The introduction to “In The Kitchen” contains the absurd disclaimer that he only wants to “Make y’all feel good, that’s all I’m trying to do, let the R do that, will ya?” From there “R” sexes up the counter, the cabinets, the laundry room and just about everything else he can reach. The song’s unabashedly lusty aura is both blush-inducing sex romp and a family-friendly peel-the-potatoes jam.

This same bizarro-world logic carries over to Kelly’s operetta “Trapped In the Closet.” The banal strings of the five-part, fifteen minute song cycle leave R. Kelly ample room to sing about every conceivable permutation of sex. Still, in the end it proves likable only because it doesn’t completely suck. Against all the odds – whether he knows it or not – R. Kelly receives this summer’s Ironic Genius award.

At the other end of the musical spectrum, earnest Midwestern crooner and neo-folkster Sufjan Stevens won praise on the lyceum circuit and on NPR alike. In short: Michigan native Sufjan released the second album in his ambitious 50 state album project (a soft-spoken state by state attempt to chronicle and penetrate the American psyche), Come Feel the Illinoise. Stevens awed NPR pundits by writing the song “The Lord God Bird” over three days following an on-air challenge to document life in Brinkley, a small Arkansas town he’d never visited. Crafting subtle orchestrations –Sufjan’s familiarity with dozens of instruments imparts a rigorous control to the songs – around devastatingly plaintive lyrics, Stevens personalizes even the most grotesque undercurrents of American life, as with the melancholy “William H. Gacy.”

Like two of my other favorite Stephen’s (Merritt of The Magnetic Fields and Malkmus of Pavement), Sufjan has a knack for brevity. The simplicity of the pop ideas and his easy confidence lends itself to comparisons. Part Rivers Cuomo and part Al Green, the most suitable comparison is to Conner Oberst, the other doe-eyed boy wonder from the Midwest.

Two veteran bands, Sleater-Kinney and Spoon, also found themselves in the public eye, surfacing briefly above the indie horizon to slay small-scale sets all summer. In the past, I remained dubious of the punk trio Sleater-Kinney. There’s a reason that a poster in the WPRB office of their musically accomplished 2002 release, One Beat, has a pink construction paper penis strapped onto singer Corin Tucker.

Listeners ten to love or hate Tucker’s quivering operatics, but the relentless onslaught of Janet Weiss’ drumming here balances and tempers, always pushing forward without treading on the toes of Carrie Brownstein’s lean guitar licks. While the instrumentation drives the record, the band shows a newfound patience in developing the acid-washed Aesop’s Fables that seamlessly blend tongue-in-cheek lyrics with the (proverbial) swinging-dick bravado of Ozzie biting a bat’s head off onstage.
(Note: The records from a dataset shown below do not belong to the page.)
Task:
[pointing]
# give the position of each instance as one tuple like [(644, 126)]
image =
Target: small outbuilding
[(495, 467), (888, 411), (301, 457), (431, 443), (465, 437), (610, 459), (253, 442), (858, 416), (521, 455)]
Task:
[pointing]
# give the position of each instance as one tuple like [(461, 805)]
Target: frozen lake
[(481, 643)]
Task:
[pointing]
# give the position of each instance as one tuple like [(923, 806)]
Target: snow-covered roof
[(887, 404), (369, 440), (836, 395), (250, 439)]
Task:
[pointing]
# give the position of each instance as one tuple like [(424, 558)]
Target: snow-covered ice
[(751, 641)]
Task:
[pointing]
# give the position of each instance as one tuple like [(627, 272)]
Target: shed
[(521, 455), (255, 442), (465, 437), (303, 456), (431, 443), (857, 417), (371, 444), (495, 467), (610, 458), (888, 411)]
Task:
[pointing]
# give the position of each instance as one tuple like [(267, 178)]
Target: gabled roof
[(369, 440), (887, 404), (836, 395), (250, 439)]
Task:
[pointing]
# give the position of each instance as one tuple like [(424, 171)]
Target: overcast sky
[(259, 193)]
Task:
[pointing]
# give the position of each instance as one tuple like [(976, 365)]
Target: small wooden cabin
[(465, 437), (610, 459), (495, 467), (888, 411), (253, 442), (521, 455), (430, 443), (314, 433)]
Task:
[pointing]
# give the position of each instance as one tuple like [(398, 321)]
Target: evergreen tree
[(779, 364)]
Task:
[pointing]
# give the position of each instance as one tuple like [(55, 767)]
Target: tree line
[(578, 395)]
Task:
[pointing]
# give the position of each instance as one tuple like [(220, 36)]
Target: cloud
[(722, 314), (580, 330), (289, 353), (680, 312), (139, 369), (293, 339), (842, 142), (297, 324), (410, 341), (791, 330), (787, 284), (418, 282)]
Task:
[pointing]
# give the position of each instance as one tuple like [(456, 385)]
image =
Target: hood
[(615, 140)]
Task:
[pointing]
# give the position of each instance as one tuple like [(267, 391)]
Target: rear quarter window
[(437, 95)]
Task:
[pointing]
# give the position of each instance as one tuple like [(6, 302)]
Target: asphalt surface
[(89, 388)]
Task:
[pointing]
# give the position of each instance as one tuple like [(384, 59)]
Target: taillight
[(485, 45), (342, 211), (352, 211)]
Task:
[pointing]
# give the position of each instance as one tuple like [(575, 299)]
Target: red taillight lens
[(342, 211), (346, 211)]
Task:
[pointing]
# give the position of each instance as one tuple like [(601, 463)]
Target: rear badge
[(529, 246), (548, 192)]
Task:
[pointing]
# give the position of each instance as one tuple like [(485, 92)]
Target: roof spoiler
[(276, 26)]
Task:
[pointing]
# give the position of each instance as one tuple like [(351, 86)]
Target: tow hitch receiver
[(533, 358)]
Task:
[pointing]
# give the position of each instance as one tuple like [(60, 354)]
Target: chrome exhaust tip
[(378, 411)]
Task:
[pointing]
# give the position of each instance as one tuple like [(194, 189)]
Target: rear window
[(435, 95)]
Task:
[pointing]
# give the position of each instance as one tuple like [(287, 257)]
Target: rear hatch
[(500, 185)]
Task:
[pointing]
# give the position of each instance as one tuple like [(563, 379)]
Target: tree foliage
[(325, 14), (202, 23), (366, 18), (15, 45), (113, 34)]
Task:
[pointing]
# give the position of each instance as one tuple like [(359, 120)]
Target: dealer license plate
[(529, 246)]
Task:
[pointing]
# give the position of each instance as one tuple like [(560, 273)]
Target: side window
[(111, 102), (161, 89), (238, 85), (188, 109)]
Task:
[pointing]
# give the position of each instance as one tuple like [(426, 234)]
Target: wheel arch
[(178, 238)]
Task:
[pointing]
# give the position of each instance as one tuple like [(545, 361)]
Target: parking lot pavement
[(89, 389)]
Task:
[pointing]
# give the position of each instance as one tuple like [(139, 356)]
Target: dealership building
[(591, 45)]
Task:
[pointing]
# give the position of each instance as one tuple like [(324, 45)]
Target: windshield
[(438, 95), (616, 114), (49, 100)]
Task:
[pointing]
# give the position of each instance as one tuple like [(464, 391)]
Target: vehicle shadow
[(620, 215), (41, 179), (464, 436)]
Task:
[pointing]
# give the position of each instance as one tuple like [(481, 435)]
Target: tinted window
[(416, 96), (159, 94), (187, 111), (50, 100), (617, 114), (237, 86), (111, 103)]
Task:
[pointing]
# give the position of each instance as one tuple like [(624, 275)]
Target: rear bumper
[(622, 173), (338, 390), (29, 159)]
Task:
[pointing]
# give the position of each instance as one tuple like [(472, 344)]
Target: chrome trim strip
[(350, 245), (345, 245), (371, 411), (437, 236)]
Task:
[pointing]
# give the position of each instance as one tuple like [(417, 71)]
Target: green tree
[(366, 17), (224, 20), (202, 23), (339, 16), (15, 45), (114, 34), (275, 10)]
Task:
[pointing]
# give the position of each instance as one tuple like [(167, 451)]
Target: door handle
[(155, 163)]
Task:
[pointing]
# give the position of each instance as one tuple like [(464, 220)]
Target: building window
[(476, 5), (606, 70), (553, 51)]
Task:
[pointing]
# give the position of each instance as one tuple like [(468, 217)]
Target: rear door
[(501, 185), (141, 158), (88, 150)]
For the first time, Sleater-Kinney stakes out an aggressive, full girl-rock sound in without any self-conscious concern for gender.

Spoon leans towards rock minimalism, defined as much by the notes that aren’t there as the ones that are. Opposite of all other things Texan, Spoon create their music by deconstruction, sort of like a Jenga tower, emptying an already bare musical canvas. This approach carries over on their fourth full album, Gimme Fiction, and as the title suggest, the lyrics and the music both have a certain cinematic quality. The guitars chug along, the snare clatters emphatically behind whimsical vocals, and the songs fully embody the mechanics of their delivery.

Spoon deserves whatever award there is for best summer album. The steady, spare rock is the perfect soundtrack for a Corona commercial, an O.C. episode or the final credits of the latest blockbuster.